I am experimenting with merging Astrophotography images in python. Currently I have the issue that when exporting an image with different libraries the image has a different color tone than the original. Imported image is in the .nef format.
The code:
import matplotlib.pyplot as plt
import numpy as np
import cv2
from scipy import misc
import rawpy
from PIL import Image
import imageio
raw=rawpy.imread("DSC_5817.NEF")
#raw=rawpy.imread("images/1/slika1.cr2")
rgb=raw.postprocess(no_auto_bright=True)
outfn=".tif"
img=Image.fromarray(rgb)
img.convert("RGB")
img.save("probaPIL"+outfn)
#
cv2.imwrite("progaCV2"+outfn, rgb)
misc.imsave("probaSCipi"+outfn, rgb)
#
imageio.imsave("probaIMAGEIO"+outfn, rgb)
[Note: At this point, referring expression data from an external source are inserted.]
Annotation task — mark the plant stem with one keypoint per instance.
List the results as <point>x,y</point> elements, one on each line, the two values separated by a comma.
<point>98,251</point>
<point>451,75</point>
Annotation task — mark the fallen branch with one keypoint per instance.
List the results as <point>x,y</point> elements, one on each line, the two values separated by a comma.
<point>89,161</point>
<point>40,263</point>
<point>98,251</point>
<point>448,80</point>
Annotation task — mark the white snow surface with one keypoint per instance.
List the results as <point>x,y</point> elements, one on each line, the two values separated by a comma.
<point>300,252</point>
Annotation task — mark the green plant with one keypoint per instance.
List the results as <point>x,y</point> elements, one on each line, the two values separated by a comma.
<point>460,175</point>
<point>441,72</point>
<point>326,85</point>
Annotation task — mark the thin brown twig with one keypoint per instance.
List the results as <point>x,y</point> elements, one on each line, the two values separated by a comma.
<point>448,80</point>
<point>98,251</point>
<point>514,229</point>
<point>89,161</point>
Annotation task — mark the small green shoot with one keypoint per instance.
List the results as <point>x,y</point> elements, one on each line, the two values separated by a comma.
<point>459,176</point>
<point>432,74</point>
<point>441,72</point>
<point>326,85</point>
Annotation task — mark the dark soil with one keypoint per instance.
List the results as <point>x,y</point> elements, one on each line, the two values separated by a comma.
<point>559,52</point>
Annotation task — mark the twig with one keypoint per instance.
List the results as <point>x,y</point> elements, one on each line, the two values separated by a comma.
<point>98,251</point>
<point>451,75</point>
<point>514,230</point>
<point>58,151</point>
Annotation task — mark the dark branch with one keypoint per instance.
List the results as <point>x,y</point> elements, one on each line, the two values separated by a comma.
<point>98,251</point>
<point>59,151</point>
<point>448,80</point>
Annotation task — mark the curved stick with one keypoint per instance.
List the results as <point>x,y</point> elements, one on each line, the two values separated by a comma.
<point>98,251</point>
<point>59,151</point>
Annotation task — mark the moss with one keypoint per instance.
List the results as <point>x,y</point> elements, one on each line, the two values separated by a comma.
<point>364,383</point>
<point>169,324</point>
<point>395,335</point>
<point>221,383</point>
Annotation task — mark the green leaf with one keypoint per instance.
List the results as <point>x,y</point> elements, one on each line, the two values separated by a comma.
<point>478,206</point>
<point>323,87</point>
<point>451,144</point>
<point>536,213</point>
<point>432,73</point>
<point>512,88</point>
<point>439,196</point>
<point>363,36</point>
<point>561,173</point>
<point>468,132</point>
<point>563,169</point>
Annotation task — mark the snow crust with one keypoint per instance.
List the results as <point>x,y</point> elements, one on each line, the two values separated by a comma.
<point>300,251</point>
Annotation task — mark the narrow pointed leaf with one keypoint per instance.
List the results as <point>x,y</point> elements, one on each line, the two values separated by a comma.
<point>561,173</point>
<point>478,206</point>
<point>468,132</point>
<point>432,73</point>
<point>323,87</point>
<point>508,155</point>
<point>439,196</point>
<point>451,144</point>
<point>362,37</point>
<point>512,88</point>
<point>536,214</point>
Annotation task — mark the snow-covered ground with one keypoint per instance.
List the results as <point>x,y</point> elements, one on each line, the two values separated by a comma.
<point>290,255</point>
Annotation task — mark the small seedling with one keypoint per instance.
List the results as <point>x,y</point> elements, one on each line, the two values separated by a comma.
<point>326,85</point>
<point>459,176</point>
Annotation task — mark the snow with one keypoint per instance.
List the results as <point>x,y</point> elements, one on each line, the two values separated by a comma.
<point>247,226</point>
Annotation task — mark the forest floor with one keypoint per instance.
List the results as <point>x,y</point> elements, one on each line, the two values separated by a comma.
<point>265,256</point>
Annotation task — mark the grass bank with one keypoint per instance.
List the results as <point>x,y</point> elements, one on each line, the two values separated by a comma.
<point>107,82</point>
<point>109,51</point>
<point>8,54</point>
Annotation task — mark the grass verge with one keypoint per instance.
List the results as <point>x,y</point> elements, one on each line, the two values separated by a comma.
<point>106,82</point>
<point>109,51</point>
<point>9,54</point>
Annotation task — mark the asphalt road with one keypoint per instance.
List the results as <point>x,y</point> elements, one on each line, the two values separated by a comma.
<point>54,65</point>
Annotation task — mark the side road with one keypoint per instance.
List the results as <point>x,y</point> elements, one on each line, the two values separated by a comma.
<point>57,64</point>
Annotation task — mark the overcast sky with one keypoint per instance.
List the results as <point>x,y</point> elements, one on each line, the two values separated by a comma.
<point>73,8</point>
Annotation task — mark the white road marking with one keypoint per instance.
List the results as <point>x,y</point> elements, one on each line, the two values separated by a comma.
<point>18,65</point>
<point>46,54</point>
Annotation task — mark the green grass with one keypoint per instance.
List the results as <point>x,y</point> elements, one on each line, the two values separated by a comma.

plt.imsave("probaPLT.tif",rgb )
slika=plt.imread("probaPIL.tif")
Screnshot of the output (top middle image is original nef file)
OpenCV (cv2
) expects a different channel order (BGR) which is why the colours in that one are off compared to the rest.
In general there is no single way to postprocess a RAW camera image and the result depends often on personal preferences, e.g. white balance, brightness adjustments etc. What you refer to as "original" in the top middle column is just another postprocessed variant created probably by some Nikon driver which is more aware of certain metadata in the RAW image file and tries to give you something which you "expect". rawpy
(or rather, the underlying libraw
library) does not replicate the exact behaviour of manufacturer postprocessing, because that's more or less a trade secret.
For astrophotography you're probably good with a grayscale image anyway, but it really depends on your use case and what you want to achieve.